„Failed States“.
Die normative Erfassung gescheiterter Staaten.
Robin Geiß
Ziel der Arbeit war es, das Phänomen der gescheiterten Staaten, der so genannten Failed States einer völkerrechtlichen Gesamtbetrachtung zu unterziehen. Ausgehend von dem völkerrechtlichen Staatsbegriff, mussten hierzu im ersten Teil der Arbeit zunächst die Definitionsmerkmale sowie die Rechtspersönlichkeit des gescheiterten Staates untersucht werden, bevor in einem zweiten Teil die Rechtsfolgenseite sowie potentielle Reaktionsmöglichkeiten im Umgang mit Failed States erörtert werden konnten.

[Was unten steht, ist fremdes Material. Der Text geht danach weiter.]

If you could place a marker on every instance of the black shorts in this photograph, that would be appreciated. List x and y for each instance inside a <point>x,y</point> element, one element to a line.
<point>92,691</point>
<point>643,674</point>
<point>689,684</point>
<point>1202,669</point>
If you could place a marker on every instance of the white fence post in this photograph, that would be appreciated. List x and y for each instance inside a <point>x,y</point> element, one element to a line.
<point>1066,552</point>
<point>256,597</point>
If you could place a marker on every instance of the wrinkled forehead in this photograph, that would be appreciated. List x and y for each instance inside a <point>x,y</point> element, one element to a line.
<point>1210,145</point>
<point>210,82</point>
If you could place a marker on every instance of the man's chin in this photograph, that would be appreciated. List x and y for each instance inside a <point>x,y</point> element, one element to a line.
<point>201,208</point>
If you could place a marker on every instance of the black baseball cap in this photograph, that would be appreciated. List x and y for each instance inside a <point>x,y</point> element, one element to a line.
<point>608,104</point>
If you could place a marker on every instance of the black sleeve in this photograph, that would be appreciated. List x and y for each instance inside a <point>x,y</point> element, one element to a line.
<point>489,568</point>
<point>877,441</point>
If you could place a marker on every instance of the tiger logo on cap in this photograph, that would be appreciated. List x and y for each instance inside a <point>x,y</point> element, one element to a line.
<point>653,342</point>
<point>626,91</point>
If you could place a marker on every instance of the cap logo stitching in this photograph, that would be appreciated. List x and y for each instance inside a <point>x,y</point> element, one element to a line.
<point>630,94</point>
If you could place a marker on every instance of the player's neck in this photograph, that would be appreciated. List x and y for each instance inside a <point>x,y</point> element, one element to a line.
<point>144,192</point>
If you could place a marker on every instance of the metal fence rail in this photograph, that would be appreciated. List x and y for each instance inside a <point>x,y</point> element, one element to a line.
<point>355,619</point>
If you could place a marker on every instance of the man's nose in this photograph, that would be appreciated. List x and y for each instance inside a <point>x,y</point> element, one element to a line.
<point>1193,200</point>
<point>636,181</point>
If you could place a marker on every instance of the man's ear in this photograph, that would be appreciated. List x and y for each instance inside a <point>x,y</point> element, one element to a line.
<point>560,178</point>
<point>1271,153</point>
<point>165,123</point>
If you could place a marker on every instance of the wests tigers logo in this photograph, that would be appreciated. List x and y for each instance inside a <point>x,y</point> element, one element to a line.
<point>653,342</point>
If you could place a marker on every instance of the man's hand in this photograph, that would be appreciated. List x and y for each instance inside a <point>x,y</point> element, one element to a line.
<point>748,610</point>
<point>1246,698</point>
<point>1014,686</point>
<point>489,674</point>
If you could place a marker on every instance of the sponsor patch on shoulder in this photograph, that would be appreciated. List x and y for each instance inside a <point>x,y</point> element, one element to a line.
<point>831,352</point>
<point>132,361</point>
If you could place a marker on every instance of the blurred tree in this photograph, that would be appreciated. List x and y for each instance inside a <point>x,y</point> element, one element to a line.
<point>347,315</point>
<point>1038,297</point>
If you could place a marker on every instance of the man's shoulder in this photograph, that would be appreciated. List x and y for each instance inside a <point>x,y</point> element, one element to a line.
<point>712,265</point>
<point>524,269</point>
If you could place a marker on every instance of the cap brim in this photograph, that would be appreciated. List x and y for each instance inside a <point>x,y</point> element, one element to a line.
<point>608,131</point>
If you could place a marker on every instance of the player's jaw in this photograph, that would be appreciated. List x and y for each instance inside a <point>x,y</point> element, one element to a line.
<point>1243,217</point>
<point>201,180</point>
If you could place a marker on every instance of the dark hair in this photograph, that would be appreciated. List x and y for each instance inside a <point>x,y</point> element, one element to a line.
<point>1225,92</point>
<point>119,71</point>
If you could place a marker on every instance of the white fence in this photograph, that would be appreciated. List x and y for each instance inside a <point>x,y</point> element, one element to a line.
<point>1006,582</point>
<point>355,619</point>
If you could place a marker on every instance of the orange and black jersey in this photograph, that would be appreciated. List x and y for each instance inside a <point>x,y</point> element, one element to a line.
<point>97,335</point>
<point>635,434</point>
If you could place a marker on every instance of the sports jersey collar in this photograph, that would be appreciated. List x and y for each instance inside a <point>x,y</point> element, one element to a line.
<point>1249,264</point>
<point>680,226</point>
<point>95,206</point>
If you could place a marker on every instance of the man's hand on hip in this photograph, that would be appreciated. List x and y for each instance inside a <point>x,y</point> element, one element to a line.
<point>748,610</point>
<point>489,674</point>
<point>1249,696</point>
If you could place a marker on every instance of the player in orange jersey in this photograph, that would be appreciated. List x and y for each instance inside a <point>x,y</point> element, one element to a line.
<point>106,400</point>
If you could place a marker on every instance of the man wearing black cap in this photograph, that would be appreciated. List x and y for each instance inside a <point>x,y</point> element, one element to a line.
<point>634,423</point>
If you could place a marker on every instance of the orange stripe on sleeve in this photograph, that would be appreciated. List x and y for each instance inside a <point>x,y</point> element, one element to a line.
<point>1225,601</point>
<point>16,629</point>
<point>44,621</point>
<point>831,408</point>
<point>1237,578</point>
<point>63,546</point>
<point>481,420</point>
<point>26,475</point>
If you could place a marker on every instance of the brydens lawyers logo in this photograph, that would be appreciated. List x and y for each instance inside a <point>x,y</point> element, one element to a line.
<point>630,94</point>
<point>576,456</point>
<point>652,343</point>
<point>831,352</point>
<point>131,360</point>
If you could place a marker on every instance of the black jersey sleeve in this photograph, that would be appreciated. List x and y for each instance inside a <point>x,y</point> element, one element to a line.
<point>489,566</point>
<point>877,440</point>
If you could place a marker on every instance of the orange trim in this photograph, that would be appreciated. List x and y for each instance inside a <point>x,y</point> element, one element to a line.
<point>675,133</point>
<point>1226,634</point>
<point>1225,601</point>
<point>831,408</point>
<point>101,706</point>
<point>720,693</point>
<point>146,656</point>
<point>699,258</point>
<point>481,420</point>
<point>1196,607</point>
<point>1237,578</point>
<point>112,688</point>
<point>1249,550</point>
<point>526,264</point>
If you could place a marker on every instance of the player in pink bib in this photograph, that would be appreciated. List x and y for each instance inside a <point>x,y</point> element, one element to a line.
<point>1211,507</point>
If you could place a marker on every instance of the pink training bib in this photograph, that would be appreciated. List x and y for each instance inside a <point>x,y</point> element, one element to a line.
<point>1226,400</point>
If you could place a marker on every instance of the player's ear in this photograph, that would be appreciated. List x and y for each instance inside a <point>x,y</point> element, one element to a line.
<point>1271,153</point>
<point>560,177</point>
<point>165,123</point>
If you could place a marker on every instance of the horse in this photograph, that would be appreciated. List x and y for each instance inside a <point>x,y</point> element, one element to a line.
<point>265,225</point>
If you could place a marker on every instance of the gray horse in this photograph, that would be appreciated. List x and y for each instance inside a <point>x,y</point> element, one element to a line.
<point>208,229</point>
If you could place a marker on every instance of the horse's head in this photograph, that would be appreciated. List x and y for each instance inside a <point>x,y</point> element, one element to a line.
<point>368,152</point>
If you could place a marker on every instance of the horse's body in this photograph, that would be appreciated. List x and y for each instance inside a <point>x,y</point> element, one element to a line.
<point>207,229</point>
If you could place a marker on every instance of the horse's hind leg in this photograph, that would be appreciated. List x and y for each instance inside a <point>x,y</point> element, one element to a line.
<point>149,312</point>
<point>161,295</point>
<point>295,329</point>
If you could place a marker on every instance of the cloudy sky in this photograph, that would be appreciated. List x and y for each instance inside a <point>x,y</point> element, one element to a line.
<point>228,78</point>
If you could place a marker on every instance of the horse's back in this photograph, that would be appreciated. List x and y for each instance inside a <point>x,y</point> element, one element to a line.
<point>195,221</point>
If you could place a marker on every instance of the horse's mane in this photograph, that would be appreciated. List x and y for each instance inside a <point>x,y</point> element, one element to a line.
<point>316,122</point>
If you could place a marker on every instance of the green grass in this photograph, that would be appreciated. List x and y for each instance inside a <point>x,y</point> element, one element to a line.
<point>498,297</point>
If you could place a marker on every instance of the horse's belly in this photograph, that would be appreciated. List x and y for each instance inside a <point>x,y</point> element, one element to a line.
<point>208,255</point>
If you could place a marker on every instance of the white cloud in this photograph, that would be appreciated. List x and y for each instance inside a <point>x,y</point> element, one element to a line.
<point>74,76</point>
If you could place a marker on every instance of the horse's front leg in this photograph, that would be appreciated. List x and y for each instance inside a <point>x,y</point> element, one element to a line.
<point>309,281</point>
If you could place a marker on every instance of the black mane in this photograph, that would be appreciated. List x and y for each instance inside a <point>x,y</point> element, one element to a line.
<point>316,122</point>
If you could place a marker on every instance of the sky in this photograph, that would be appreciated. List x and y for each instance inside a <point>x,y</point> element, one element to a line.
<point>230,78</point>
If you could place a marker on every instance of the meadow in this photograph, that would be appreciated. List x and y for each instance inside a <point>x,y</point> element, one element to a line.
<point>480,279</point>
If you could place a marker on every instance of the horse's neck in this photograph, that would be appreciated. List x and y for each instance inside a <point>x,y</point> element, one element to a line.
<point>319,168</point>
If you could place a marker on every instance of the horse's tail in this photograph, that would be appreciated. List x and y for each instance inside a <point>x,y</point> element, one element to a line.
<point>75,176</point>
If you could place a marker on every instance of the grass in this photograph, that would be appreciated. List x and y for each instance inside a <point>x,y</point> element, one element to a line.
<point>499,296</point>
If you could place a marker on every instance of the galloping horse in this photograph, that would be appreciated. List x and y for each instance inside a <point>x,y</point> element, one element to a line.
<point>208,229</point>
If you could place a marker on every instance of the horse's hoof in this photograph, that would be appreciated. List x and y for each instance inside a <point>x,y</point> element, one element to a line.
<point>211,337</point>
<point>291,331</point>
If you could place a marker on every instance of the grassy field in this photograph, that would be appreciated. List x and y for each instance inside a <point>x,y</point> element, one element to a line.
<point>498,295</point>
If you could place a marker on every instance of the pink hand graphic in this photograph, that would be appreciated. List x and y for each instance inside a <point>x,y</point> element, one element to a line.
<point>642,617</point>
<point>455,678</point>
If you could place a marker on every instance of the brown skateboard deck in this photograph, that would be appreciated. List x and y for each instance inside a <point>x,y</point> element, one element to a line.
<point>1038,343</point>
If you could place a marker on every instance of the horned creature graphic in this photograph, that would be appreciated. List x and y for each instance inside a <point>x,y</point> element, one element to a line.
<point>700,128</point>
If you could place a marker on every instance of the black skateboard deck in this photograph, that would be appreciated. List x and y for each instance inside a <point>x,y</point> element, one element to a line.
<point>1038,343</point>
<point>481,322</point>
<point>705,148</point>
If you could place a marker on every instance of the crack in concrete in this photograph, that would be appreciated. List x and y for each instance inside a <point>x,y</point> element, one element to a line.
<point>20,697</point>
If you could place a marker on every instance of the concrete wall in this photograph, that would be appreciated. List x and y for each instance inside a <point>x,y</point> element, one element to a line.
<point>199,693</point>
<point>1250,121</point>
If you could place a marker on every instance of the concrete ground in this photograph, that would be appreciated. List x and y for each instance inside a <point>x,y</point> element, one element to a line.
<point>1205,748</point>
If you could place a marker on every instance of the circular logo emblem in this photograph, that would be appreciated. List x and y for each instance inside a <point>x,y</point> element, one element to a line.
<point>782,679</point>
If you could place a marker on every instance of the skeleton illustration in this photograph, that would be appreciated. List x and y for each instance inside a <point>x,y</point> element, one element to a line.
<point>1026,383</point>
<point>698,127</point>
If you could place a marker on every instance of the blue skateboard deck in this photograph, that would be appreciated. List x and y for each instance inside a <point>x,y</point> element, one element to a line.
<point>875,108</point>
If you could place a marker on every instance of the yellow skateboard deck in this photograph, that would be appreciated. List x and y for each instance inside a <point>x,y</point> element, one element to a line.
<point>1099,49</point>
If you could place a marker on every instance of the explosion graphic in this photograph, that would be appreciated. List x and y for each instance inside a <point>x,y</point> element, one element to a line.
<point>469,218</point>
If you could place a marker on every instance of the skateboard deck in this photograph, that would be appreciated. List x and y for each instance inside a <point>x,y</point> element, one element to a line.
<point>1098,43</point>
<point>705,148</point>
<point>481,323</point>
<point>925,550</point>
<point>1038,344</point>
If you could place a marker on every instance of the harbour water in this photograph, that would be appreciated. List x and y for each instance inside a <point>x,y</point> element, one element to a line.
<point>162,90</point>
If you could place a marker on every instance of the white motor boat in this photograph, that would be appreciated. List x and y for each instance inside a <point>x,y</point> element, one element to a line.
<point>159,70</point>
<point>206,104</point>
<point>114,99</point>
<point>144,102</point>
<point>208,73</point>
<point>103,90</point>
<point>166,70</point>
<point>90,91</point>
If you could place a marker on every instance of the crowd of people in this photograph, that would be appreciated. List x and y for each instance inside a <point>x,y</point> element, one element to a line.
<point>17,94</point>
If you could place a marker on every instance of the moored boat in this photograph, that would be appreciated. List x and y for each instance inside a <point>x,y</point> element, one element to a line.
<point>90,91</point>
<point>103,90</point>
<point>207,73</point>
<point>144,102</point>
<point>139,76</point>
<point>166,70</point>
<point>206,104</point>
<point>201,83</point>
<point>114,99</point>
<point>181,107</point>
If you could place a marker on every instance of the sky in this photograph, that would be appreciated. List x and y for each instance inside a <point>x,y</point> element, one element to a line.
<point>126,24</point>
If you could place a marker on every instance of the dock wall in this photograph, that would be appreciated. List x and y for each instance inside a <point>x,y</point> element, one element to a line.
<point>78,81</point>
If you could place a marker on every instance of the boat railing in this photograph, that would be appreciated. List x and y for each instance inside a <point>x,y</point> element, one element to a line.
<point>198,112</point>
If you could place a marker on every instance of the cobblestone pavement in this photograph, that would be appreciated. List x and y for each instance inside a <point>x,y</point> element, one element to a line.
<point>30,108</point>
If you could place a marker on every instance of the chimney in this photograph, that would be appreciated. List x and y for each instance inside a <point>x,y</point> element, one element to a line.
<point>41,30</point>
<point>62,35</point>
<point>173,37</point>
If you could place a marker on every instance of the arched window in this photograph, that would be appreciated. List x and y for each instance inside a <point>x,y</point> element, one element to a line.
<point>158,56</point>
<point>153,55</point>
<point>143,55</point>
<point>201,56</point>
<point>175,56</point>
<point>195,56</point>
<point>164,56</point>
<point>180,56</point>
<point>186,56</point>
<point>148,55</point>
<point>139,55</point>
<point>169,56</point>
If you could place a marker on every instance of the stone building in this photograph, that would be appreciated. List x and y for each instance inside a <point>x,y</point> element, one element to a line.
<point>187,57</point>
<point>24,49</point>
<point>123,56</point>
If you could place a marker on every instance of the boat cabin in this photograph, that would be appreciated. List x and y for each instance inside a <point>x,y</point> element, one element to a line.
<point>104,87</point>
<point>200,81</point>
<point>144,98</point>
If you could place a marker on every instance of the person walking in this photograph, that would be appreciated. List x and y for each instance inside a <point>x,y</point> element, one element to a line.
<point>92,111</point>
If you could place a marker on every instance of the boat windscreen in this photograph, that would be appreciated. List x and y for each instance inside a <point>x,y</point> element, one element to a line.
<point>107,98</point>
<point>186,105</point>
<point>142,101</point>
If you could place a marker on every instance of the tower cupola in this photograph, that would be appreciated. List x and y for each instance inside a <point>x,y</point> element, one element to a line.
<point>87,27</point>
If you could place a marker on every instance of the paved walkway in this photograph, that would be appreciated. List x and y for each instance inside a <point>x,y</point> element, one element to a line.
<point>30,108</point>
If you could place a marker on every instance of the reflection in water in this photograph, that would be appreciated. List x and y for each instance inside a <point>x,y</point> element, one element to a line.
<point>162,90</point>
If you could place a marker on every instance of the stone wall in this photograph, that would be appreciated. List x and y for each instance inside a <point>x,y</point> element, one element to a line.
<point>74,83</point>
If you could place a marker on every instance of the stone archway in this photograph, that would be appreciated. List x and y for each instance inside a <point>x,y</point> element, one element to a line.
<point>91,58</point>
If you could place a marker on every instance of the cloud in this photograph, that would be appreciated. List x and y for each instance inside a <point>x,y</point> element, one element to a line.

Als Parameter für eine völkerrechtliche Definition ließ sich über die Abwesenheit einer effektiven Staatsgewalt hinaus auch die Paralyse der Ausübung des inneren Selbstbestimmungsrechtes identifizieren. Erst wenn beide Merkmale kumulativ vorliegen, ist zu erwarten, dass ein Staat dauerhaft zur eigenständigen Reorganisation sowie zur Erfüllung seiner internationalen Verpflichtungen außerstande sein wird. Insbesondere Menschenrechtsschutzverträge entfalten unter diesen Umständen keinerlei Schutzwirkung, zumal sich Tendenzen einer Ausdehnung der menschenrechtlichen Verpflichtungen auf nichtstaatliche Akteure, wie sie im Failed State allein aktiv sind, gegenwärtig allenfalls de lege ferenda abzeichnen. Auch im Bereich des humanitären Völkerrechts findet allein der in dem gemeinsamen Artikel 3 der vier Genfer Konventionen enthaltene absolute humanitäre Minimumstandard Anwendung, wohingegen trotz erkennbaren failed state-spezifischen Implikationen die detaillierteren Vorschriften des Zweiten Zusatzprotokolls keine Schutzwirkung entfalten. Schließlich ließ sich auch eine Staatenverantwortlichkeit, entgegen verschiedenen, vor allem auf Artikel 9 des ILC Entwurfes basierenden Ansätzen in der Literatur, nicht begründen.
Im Lichte der Prinzipienkollision von Effektivitäts- und Kontinuitätsprinzip ließ sich die fortbestehende Rechtssubjektivität gescheiterter Staaten auf der Grundlage des Selbstbestimmungsrechtes als materiellem Kontinuitätskriterium herleiten. Ausgehend von der so begründeten souveränen Staatlichkeit auch gescheiterter Staaten, war allen Versuchen einer failed state-spezifischen Ausweitung der unilateralen Interventionsmöglichkeiten eine Absage zu erteilen. Die Untersuchung hat jedoch ergeben, dass auf Grundlage der definitorischen Charakteristika des Failed State die Einstufung des Phänomens als relevante Friedensbedrohung im Sinne von Artikel 39 der Charta im zulässigen Ermessenspielraum des Sicherheitsrates liegt.